You cracked it. Spatial experiences has to do a lot of things to my artistic practices. Only because of that spatial concerns I came out to the promenade theatre from the proscenium architectural closet. (Here I owe my tribute to Badal Sircar and his third theatre for drawing my attention to think upon the language of theatre and to be concern on the live-communication between the actor and the spectator). Theatre and Performance are part of architectures. In certain nuanced times, house and home are interchangeably usable, likewise body and house seems to do the same. In 2000 I came to Santiniketan from a small town in Assam and witnessed an urbanizing neighbourhood during the five years I was doing my BFA. Then in Baroda and then in Delhi- the transformation of spaces caught my eyes. Delhi as a site or space constantly provokes you constructing high rise buildings and the promotional real-estate strategies. Somehow the need for a "dream home" is there in everybody's mind. In this post-globalized state of being it is even more interesting - because we belong to a constantly shifting space.

I am not pretty sure about using the word Diaspora here, but if truth be told we all are in a diasporic state. In fact the one who is there in the same locality and same inhabitation, - is shifting fast. 

To answer your question, in a way yes it was there in the germination of the project(s). Let put the matter differently. A performer also needs a community- a community- beholder of same taste and language. As we need to learn the language of the audience, we need to train up the audience as well. We cannot work only for a conceptual or imaginary audience. We need audience physically present out there- in front of us, in the time of execution, in the time of living the performance and in the time of death of the performance. We need to speak literally to the spectator. Now a language has a validity when both the sides understand the idioms or use the same vocabulary. But what happens when you shift the space? How do I do my art to a different set of audience who do not know my language?

When the city is shifting constantly, can a concrete building be the settlement for my body? Where the 'dream house' leads you to - when 'dream' itself is a moving phenomena? This disturbed situations led me to incorporate the idea of theatre, the language of theatre inside the practice. Sometimes while doing a work, more than the work - the process of doing it and scenes-behind came forth. Thus, the 'work-in-progress' state of being is more prevalent than a final show.    


  1. This idea of the ‘body’ as the ‘home of the soul’ becomes, I feel, an important metaphor in both your Disposable Theatre and Disposable House Project. But I feel, the ‘body’ is also the tool through which performance art manifests, anyway. How conscious are you of this construct – the physicality of our body and the physicality of ideas as they manifest?

I think, exactly the same I have stated in the previous stage. At a time you cannot differentiate  house from home since every tool, element and component demands their contribution to each other. The concrete wall, a torn cloth, an old piece of news paper or the living human body with flesh-and-blood claim their own role towards the development of the concept. 
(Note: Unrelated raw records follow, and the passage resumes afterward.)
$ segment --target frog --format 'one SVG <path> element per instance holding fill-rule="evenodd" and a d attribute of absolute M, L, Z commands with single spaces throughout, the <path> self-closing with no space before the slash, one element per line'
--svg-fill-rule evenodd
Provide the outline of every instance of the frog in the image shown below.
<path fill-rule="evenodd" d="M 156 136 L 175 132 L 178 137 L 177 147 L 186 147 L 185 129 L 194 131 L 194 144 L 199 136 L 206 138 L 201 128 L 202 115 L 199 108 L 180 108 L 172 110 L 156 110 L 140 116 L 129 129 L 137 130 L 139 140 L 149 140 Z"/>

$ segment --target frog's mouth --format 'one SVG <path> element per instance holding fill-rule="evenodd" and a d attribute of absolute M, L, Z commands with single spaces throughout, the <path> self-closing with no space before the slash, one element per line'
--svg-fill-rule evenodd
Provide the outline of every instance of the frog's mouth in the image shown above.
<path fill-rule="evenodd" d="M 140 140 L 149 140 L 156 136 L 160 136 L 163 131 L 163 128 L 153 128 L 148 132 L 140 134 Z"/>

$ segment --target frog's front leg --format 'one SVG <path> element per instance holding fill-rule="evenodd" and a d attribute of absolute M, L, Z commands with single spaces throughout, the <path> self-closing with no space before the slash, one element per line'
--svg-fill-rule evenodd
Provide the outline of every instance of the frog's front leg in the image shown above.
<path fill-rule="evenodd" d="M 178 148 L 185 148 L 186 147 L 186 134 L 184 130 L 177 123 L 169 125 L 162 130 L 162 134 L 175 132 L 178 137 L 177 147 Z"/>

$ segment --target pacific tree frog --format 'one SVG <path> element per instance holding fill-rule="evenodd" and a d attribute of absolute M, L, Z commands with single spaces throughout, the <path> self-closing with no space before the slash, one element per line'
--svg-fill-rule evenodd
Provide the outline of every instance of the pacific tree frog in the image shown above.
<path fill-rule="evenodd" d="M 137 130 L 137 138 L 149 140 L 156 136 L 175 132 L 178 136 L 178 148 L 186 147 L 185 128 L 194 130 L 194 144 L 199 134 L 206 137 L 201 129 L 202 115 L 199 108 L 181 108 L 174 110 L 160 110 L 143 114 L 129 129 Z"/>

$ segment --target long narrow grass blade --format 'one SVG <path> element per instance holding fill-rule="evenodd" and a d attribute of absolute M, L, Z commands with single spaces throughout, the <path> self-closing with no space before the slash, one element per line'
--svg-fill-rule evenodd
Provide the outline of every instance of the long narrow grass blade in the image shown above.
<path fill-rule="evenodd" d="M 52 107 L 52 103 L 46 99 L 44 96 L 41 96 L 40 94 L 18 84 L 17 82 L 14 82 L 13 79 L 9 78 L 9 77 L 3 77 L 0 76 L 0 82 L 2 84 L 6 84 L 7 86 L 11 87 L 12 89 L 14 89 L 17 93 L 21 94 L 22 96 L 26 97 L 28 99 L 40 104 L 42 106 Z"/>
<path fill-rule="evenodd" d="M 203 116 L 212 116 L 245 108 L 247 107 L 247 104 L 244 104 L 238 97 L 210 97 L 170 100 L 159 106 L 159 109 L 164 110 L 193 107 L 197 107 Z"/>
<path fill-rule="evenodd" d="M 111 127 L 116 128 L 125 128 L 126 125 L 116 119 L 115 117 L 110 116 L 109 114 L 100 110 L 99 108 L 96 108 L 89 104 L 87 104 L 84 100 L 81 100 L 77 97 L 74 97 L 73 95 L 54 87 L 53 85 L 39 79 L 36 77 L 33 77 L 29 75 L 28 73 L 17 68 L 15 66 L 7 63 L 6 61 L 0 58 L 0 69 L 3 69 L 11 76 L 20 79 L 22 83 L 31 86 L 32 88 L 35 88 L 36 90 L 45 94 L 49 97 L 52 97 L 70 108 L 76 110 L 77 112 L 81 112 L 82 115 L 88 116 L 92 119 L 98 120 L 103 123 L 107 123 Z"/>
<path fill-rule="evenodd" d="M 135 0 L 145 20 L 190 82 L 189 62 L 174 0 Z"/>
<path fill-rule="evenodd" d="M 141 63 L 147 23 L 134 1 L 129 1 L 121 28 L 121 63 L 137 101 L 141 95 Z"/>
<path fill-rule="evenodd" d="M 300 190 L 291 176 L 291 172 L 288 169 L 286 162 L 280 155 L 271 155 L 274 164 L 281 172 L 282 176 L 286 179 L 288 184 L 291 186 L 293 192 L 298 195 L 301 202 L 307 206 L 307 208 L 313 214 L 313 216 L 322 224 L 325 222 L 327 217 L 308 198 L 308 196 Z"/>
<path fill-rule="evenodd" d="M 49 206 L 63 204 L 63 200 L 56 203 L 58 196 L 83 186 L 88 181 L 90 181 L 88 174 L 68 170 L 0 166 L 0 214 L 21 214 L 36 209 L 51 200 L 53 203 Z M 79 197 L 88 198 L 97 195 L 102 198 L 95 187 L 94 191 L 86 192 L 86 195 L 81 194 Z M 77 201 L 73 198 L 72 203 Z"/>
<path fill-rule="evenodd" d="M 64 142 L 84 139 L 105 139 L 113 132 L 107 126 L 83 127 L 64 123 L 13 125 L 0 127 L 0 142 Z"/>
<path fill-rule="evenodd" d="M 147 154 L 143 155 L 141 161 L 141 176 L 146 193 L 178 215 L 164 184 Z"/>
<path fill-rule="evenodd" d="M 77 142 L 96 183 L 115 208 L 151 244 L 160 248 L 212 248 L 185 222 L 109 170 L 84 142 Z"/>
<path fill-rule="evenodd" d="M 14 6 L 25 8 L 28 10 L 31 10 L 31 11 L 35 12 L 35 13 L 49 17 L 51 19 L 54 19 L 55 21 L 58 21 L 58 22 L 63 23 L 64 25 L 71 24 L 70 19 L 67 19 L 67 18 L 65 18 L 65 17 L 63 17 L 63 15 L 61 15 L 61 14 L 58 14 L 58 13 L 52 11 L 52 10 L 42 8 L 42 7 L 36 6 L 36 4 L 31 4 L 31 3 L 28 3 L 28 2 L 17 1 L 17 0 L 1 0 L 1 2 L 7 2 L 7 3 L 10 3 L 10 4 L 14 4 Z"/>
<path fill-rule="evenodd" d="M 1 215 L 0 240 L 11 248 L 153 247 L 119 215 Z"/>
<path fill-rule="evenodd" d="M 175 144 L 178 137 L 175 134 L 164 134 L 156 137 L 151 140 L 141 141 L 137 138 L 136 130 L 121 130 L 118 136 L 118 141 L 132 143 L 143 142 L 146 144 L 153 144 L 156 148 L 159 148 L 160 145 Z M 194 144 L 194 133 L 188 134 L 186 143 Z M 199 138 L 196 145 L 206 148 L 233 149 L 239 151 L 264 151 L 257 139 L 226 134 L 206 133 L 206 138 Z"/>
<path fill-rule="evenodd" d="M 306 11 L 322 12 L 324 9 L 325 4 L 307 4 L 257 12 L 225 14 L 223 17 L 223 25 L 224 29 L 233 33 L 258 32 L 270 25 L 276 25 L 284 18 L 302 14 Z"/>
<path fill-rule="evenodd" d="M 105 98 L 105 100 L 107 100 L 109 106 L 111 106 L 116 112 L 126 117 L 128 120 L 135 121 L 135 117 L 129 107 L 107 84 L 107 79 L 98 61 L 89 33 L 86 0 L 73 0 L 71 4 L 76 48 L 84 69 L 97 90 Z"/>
There is a series of works on the basis of a poem called 'The Body House of an Actor' that extensively deals with the concept of body as house, and the agony and ecstasy of the  role-player performer. As a seminal work of mine this performance poetry breaks through the division of conceptual and the materiality.

Here you will also notice that the concern around 'body' is not very much similar to the other Performance Artists. Sometimes I also put the body in the centre of the work, but not akin to the body-centric Performance Artists. The performance poem 'The Body House of an Actor' was a monologue. But while executing, there were many "I"s. The self was celebrated collectively. A major work of Disposable theatre "Ravana Katha" (2007), a more than 5000 word epic narrative, was the best example where the self of the character (Ravana) was split into ten personalities. Where the singular self was completely devastated. 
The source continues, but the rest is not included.